= Harald Noreng =

Norwegian literary researcher and lexicographer (1913–2006)

Harald Noreng (25 April 1913 - 7 February 2006) was a Norwegian literary researcher and lexicographer.

==Personal life==
He was born on the island of Hisøy in 1913. He was the son of boat builder Johan Wilhelm Hanssen (1887–1967) and Kathrine Marie Pettersen (1888–1971). He changed his last name from Hanssen to Noreng in 1933. In February 1941 he married jurist Alice Schwabe-Hansen (1915–2004). They had two children, Øystein Noreng (1942–) and Astrid Noreng Sjølie (1946–2023).

==Career==
He finished his secondary education in 1932, and enrolled in philology at the University of Oslo. He took the cand.philol. degree in 1940 with the thesis Nils Kjær og nyromantikken. He worked as a teacher, mainly at Oslo Cathedral School, until 1958, except for several years as a researcher. He held research fellowship both at the University of Oslo, Lund University and at NAVF. He took the dr.philos. degree in 1949 with the thesis Nils Kjær. Fra radikal til reaksjonær. The opponents at his thesis defence were Francis Bull, A. H. Winsnes and Gunnar Høst. In 1958 he was hired as a lecturer at the University of Oslo. From 1960 to 1980 he was a professor of European literature at the University of Bergen. Among his later works the publication the complete works of Christian Braunmann Tullin between 1972 and 1976. He was inducted into the Norwegian Academy of Science and Letters in 1973.

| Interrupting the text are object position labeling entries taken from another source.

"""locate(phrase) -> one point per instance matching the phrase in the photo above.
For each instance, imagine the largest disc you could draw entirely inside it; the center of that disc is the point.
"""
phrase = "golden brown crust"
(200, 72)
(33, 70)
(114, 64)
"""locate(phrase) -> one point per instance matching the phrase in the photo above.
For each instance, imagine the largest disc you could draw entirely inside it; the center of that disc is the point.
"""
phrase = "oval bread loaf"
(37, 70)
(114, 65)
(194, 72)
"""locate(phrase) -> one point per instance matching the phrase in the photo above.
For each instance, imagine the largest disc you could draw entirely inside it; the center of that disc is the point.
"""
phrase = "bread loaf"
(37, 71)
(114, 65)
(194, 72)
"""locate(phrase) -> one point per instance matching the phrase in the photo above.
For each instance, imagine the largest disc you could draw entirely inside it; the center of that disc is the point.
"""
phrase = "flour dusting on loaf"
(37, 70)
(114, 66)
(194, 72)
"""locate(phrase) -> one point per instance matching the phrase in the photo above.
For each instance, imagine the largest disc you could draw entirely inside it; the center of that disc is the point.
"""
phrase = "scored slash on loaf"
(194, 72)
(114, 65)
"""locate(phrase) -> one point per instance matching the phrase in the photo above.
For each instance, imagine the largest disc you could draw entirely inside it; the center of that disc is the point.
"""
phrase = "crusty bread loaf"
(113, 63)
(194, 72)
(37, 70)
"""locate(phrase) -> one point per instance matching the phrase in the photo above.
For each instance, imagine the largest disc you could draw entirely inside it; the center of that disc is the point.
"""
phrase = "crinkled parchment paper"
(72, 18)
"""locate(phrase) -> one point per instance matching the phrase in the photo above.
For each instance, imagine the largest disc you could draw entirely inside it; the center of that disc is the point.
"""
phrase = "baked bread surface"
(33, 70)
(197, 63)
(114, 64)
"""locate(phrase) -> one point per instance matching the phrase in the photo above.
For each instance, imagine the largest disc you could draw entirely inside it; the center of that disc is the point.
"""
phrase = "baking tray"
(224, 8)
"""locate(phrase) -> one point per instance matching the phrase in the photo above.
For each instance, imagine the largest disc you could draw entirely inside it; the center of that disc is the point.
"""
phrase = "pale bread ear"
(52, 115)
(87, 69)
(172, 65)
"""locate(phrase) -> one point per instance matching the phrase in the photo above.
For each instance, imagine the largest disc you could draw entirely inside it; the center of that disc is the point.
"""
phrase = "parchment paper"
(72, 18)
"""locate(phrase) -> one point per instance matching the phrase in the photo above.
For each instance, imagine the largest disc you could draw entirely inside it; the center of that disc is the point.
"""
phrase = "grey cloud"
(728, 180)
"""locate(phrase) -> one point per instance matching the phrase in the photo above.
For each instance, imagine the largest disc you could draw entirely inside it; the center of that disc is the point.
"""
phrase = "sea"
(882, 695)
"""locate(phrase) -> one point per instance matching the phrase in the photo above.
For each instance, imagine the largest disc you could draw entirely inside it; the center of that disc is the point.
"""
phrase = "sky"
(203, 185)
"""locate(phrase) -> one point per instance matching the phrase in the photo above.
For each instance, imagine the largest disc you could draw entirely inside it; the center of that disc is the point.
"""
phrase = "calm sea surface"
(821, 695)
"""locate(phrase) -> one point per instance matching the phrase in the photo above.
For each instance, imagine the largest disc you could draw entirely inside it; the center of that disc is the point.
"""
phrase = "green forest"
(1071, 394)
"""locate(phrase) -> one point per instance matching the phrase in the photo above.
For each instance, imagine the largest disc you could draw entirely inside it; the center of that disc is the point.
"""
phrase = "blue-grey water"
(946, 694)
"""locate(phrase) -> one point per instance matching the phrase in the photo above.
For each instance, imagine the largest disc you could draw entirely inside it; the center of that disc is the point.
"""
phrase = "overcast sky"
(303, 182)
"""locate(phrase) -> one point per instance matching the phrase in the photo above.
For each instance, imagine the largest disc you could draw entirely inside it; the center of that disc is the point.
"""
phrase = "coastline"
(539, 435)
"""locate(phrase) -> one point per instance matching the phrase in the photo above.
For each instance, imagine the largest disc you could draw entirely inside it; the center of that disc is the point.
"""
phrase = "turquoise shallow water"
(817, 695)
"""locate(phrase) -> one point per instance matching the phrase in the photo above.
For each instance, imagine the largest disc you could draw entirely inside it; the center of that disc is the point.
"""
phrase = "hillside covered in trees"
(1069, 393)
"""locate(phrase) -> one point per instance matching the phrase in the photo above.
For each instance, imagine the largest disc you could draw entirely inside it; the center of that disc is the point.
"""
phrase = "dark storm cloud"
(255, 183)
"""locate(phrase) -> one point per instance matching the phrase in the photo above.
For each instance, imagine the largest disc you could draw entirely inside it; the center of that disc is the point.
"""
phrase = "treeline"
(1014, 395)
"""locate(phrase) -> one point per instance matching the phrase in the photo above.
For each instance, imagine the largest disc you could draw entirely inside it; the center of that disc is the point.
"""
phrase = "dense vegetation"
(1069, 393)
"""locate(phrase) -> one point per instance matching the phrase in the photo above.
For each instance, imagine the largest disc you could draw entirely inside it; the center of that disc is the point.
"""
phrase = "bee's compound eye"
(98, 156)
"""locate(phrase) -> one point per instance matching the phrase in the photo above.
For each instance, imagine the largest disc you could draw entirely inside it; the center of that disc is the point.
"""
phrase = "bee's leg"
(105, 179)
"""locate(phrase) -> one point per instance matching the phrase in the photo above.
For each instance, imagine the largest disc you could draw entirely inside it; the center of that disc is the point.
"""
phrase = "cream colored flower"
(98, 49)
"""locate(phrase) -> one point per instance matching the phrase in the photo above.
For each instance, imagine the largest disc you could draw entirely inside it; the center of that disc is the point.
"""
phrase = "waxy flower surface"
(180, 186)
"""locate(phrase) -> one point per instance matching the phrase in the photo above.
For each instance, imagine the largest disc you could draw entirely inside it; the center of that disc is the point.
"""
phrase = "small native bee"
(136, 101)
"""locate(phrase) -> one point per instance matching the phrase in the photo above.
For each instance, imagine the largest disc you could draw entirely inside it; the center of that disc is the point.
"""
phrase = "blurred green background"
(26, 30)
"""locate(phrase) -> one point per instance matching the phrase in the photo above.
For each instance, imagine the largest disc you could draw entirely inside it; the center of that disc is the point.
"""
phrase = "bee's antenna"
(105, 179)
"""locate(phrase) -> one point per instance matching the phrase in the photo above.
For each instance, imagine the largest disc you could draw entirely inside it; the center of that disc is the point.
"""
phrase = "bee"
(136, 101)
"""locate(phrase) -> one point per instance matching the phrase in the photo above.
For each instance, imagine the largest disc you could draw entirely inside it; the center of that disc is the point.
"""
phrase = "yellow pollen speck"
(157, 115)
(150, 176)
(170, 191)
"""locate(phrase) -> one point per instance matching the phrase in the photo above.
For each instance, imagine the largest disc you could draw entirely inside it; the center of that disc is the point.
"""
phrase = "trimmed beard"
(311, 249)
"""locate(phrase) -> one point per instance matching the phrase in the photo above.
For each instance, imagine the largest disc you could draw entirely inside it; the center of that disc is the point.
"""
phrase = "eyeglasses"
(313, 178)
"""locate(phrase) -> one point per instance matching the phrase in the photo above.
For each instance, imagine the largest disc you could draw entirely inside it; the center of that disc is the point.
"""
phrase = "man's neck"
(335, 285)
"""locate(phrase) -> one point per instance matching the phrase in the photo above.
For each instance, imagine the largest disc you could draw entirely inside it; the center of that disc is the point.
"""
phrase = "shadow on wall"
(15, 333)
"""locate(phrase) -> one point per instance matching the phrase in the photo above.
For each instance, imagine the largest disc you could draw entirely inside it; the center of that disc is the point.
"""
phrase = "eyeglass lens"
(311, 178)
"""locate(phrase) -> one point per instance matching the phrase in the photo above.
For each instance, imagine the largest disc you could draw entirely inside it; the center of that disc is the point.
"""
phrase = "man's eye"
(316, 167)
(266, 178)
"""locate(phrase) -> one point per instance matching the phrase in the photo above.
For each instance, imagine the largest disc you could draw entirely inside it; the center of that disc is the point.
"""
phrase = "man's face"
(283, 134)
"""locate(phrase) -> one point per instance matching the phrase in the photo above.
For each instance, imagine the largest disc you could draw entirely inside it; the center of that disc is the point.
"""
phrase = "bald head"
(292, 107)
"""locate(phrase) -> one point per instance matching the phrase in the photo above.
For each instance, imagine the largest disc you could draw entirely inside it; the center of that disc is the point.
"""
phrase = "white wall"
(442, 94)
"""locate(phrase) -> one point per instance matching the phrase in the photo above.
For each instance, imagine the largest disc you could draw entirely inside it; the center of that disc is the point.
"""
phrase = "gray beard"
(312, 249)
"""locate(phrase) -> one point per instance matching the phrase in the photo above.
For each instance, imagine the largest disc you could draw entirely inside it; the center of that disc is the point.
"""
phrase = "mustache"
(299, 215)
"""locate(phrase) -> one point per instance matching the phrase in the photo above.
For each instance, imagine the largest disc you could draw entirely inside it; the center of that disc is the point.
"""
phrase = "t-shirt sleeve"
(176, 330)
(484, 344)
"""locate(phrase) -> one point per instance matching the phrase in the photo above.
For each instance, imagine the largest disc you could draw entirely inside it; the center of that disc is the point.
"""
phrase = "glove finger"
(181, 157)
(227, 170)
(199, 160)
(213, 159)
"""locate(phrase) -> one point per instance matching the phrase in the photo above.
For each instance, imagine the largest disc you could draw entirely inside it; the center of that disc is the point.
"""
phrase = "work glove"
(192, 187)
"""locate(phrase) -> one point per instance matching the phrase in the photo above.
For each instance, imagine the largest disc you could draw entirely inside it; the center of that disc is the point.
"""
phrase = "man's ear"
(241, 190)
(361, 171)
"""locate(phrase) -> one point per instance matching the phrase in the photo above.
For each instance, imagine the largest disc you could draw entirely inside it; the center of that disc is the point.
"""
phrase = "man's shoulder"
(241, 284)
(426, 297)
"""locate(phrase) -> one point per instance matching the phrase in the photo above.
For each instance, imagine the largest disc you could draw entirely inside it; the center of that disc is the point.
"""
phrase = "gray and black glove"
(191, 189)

After retiring as a professor he led the long-time project to register and list every word used throughout the authorship of Henrik Ibsen in an electronic database. The project spanned from 1978 to 1986, and resulted in the 1987 release Henrik Ibsens ordskatt. Vokabular over hans diktning, edited by Noreng, Knut Hofland and Kristin Natvig. Noreng also worked with volumes one through four of the dictionary Norsk Riksmålsordbok between 1938 and 1957, and in 1995 he wrote two extra volumes. For this he received the Fritt Ord Honorary Award in 1995. He died in February 2006 in Oslo.